Pour le Synea, le contrôle des marges créerait en outre un déséquilibre entre les audioprothésistes indépendants et ceux adossés à une enseigne qui négocie ses prix à l’international, échappant ainsi au dispositif de contrôle. « Une enseigne qui commande et négocie ses aides auditives à l’international via une centrale appliquera ses remises au niveau européen, voir extra-européen, et non français, illustre le syndicat. Un indépendant, ne bénéficiant pas de la même organisation et du même pouvoir de négociation en revanche, serait directement impacté, alors que la loi a été pensée pour le protéger. » Cela instaurerait une « distorsion de concurrence », prévoit Patrick Vacquier.

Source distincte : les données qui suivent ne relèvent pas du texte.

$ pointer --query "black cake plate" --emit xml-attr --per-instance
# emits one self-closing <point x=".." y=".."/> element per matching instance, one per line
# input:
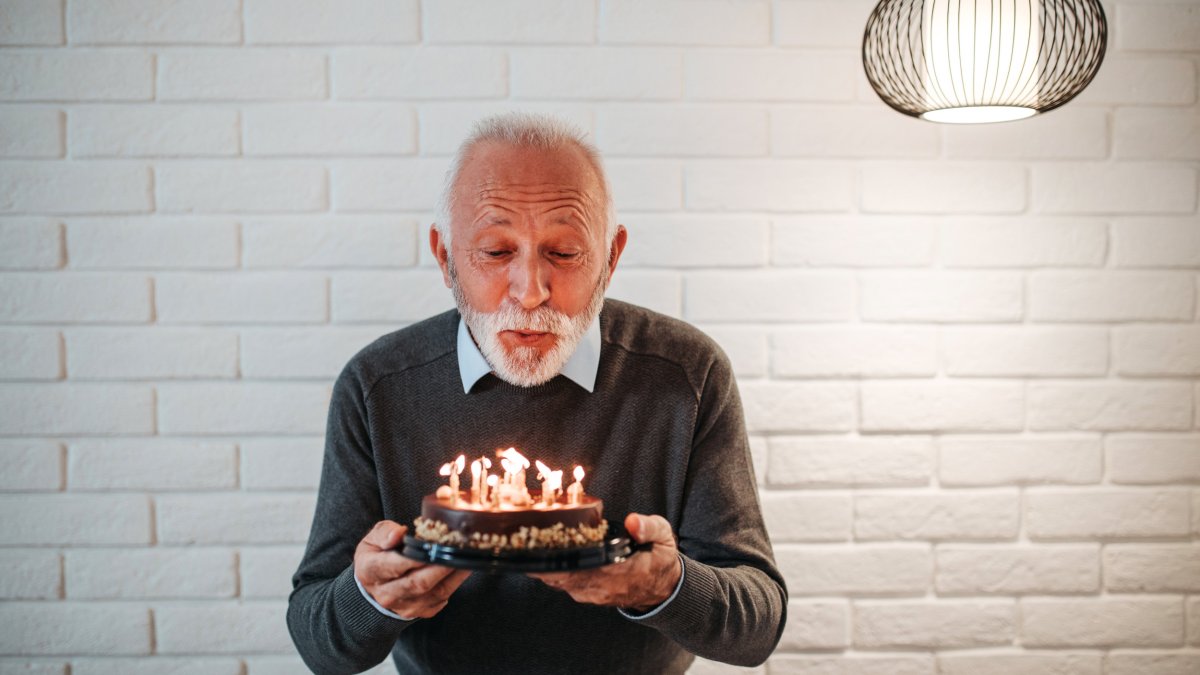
<point x="547" y="560"/>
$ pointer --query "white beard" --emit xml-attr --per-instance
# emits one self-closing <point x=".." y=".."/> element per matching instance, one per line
<point x="526" y="366"/>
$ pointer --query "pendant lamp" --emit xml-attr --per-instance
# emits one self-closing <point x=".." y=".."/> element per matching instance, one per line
<point x="982" y="60"/>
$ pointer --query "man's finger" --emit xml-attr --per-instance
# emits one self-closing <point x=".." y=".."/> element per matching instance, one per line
<point x="649" y="529"/>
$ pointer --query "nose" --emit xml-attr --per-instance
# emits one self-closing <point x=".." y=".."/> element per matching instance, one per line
<point x="528" y="281"/>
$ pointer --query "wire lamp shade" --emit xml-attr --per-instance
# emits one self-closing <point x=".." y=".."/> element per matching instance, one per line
<point x="982" y="60"/>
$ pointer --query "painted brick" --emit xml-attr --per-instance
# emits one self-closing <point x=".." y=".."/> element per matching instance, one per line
<point x="301" y="353"/>
<point x="839" y="461"/>
<point x="221" y="628"/>
<point x="1019" y="460"/>
<point x="241" y="75"/>
<point x="1157" y="133"/>
<point x="523" y="22"/>
<point x="270" y="297"/>
<point x="30" y="465"/>
<point x="1125" y="187"/>
<point x="75" y="628"/>
<point x="389" y="296"/>
<point x="1157" y="243"/>
<point x="77" y="298"/>
<point x="597" y="73"/>
<point x="154" y="131"/>
<point x="31" y="132"/>
<point x="1102" y="514"/>
<point x="1157" y="350"/>
<point x="1021" y="569"/>
<point x="1158" y="28"/>
<point x="769" y="296"/>
<point x="957" y="187"/>
<point x="724" y="75"/>
<point x="815" y="626"/>
<point x="52" y="187"/>
<point x="243" y="408"/>
<point x="675" y="22"/>
<point x="1068" y="133"/>
<point x="330" y="242"/>
<point x="1111" y="296"/>
<point x="931" y="517"/>
<point x="1153" y="459"/>
<point x="942" y="406"/>
<point x="30" y="244"/>
<point x="772" y="186"/>
<point x="443" y="126"/>
<point x="150" y="573"/>
<point x="646" y="185"/>
<point x="379" y="185"/>
<point x="156" y="665"/>
<point x="1024" y="242"/>
<point x="153" y="243"/>
<point x="779" y="406"/>
<point x="281" y="464"/>
<point x="76" y="408"/>
<point x="1110" y="406"/>
<point x="1159" y="663"/>
<point x="233" y="518"/>
<point x="76" y="520"/>
<point x="1029" y="351"/>
<point x="700" y="131"/>
<point x="76" y="75"/>
<point x="856" y="569"/>
<point x="1141" y="81"/>
<point x="942" y="625"/>
<point x="151" y="22"/>
<point x="1032" y="663"/>
<point x="793" y="517"/>
<point x="354" y="22"/>
<point x="30" y="354"/>
<point x="820" y="23"/>
<point x="846" y="131"/>
<point x="843" y="664"/>
<point x="855" y="351"/>
<point x="684" y="242"/>
<point x="852" y="242"/>
<point x="265" y="572"/>
<point x="1102" y="622"/>
<point x="148" y="464"/>
<point x="1152" y="568"/>
<point x="942" y="296"/>
<point x="30" y="574"/>
<point x="420" y="72"/>
<point x="31" y="22"/>
<point x="319" y="129"/>
<point x="658" y="291"/>
<point x="241" y="186"/>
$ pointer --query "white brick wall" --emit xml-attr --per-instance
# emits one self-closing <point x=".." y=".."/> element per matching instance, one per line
<point x="970" y="357"/>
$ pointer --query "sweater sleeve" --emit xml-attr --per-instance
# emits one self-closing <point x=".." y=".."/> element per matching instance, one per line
<point x="334" y="626"/>
<point x="732" y="603"/>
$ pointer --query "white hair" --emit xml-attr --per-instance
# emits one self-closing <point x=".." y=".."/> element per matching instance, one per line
<point x="522" y="130"/>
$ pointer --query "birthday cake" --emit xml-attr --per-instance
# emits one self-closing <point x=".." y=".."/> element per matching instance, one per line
<point x="503" y="514"/>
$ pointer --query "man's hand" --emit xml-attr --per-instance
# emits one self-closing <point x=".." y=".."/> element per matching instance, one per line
<point x="411" y="589"/>
<point x="641" y="583"/>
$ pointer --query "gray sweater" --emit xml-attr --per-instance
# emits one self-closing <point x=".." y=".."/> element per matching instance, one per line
<point x="661" y="434"/>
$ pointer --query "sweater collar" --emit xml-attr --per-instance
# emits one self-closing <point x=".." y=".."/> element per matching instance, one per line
<point x="581" y="368"/>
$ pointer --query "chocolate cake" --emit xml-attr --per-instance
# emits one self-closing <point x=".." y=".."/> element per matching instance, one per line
<point x="535" y="525"/>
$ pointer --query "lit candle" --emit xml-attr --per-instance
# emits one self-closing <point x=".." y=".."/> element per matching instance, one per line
<point x="575" y="493"/>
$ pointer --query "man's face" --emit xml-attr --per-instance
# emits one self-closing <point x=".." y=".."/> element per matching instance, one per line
<point x="529" y="258"/>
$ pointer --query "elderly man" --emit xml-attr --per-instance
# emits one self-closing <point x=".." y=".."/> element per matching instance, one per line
<point x="535" y="357"/>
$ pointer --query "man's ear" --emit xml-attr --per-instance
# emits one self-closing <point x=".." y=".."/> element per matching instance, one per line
<point x="618" y="246"/>
<point x="438" y="246"/>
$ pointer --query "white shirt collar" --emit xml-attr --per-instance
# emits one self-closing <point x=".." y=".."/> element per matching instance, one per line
<point x="581" y="368"/>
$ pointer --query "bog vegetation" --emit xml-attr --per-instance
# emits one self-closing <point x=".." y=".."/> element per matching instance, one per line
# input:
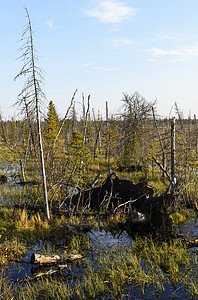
<point x="49" y="163"/>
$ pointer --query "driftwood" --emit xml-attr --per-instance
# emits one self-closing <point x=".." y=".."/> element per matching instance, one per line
<point x="190" y="241"/>
<point x="43" y="259"/>
<point x="112" y="193"/>
<point x="57" y="263"/>
<point x="57" y="210"/>
<point x="44" y="272"/>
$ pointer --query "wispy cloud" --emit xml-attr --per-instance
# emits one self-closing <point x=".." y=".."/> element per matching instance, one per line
<point x="49" y="23"/>
<point x="89" y="64"/>
<point x="106" y="69"/>
<point x="122" y="42"/>
<point x="112" y="12"/>
<point x="179" y="53"/>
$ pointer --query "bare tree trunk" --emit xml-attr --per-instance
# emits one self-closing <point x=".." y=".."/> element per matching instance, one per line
<point x="173" y="152"/>
<point x="107" y="129"/>
<point x="46" y="205"/>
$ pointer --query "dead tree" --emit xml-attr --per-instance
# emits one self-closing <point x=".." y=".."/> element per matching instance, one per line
<point x="33" y="93"/>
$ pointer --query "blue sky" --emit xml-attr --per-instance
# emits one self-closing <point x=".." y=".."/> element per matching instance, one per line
<point x="105" y="48"/>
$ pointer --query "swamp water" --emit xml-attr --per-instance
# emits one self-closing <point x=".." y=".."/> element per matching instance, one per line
<point x="101" y="241"/>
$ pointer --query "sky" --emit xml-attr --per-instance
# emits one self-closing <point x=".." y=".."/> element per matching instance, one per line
<point x="104" y="49"/>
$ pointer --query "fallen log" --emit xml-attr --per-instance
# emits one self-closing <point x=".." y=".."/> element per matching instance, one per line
<point x="45" y="272"/>
<point x="44" y="259"/>
<point x="190" y="241"/>
<point x="57" y="210"/>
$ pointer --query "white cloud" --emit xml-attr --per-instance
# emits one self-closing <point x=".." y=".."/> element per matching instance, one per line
<point x="49" y="23"/>
<point x="122" y="42"/>
<point x="182" y="53"/>
<point x="88" y="64"/>
<point x="112" y="12"/>
<point x="107" y="69"/>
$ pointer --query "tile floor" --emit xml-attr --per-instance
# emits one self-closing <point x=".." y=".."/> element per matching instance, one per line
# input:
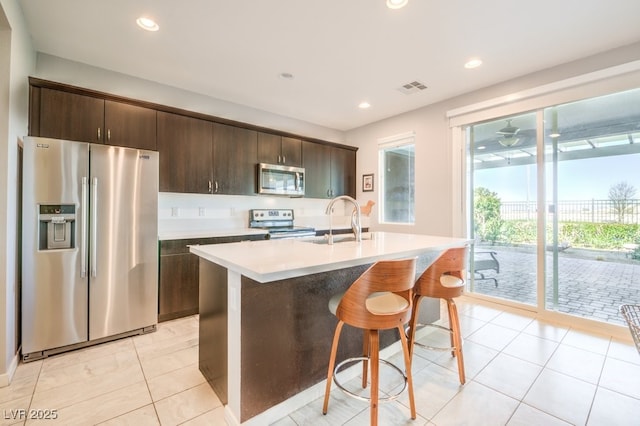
<point x="520" y="371"/>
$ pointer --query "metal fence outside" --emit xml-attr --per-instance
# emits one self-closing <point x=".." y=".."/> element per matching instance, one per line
<point x="594" y="211"/>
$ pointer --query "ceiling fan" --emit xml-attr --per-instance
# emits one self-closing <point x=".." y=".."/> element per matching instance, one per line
<point x="508" y="134"/>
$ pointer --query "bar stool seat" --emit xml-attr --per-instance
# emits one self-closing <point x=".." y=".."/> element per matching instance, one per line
<point x="444" y="279"/>
<point x="379" y="299"/>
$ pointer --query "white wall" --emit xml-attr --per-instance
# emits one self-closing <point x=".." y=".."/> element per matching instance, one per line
<point x="17" y="60"/>
<point x="220" y="211"/>
<point x="434" y="152"/>
<point x="82" y="75"/>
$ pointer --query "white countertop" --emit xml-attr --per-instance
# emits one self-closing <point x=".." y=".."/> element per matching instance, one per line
<point x="272" y="260"/>
<point x="207" y="233"/>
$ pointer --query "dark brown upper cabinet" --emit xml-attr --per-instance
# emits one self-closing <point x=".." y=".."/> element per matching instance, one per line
<point x="185" y="145"/>
<point x="66" y="115"/>
<point x="62" y="115"/>
<point x="276" y="149"/>
<point x="235" y="155"/>
<point x="129" y="125"/>
<point x="330" y="171"/>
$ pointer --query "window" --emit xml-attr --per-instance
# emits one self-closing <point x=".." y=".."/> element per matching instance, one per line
<point x="397" y="173"/>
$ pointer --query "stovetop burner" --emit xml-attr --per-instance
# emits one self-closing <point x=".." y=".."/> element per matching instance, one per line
<point x="279" y="223"/>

Ce que confirme Brice Jantzem : « À trop vouloir contraindre les accords commerciaux entre fabricants et distributeurs on ne favorise que la financiarisation et la concentration au détriment du maillage territorial. » Le président du SDA peine à imaginer la mise en oeuvre d’un tel dispositif : « Dire que cela risque d’entrainer quelques complications pratiques est un euphémisme », ironise-t-il. Selon sa lecture du texte de loi, « il est demandé par le législateur que la remise sur la partie distribution soit comprise entre 0 et 50 %, ce qui implique surtout que le prix catalogue devienne le prix public auquel s’ajoute le prix de la prestation associée. »

Retour à l’ancien devis

Les syndicats sont donc résolument et solidairement opposés à la dissociation opérationnelle, et au contrôle des remises commerciales qu’elle permettrait. Mais quid de la dissociation tarifaire, autrement dit l’affichage séparé des prix de l’aide auditive et de la prestation associée ? Cela signifierait ni plus ni moins revenir à l’ancien devis, celui d’avant le 100 % Santé. Pour le patient, cela serait plus transparent et participerait à une meilleure acceptation de l’appareillage et de son cout. Et c’est d’ailleurs dans un objectif de transparence que le gouvernement a initialement proposé cette « dissociation ».

Du côté du Synea, on s'interroge sur les intentions des pouvoirs publics. « Si les tarifs sont affichés séparément, le risque de comparaison entre professionnels de santé pour la partie prestation est important, créant de facto des adaptions et des suivis a minima », prévient Patrick Vacquier. Si le SDA n’est pas opposé à la transparence des prix comme le devis normalisé l’imposait dans sa précédente mouture, il considère en revanche que « la mutualisation des tarifs par le forfait permet d’accorder le juste temps avec chaque personne sans risque de sélection de patientèle. Ce modèle est celui pratiqué dans tous les pays développés et les Français y sont en outre particulièrement attachés. »

Créer une exception

Bref, pour Brice Jantzem, il faut exclure l’audioprothèse de ce dispositif : « Ce serait la juste reconnaissance de la participation à la réussite de la réforme 100 % santé par la profession : les conditions et les objectifs ont été non seulement respectés mais dépassés. L’incident de la fraude d’acteurs extérieurs a aussi été jugulé avec l’aide de la profession. » Et de suggérer : « Les textes d’application de cette loi (...) peuvent probablement prévoir des exceptions pour notre secteur ». Le Synam espère quant à lui « l’ouverture de discussions constructives avec la DSS, afin d’aboutir, ensemble, dans un cadre légal précisé, à des solutions qui protègeront [les] acquis et, autant que possible, éviteront une rupture brutale et dommageable du modèle économique de la distribution en audition. » Le Synea travaille activement pour que des parlementaires œuvrent en ce sens. « On garde espoir que la sortie explicite de l’audioprothèse de ce dispositif puisse être confirmée dans le PLFSS », rapporte Patrick Vacquier. En ces temps de 49-3, une tentative d’exclusion par amendement serait plus risquée.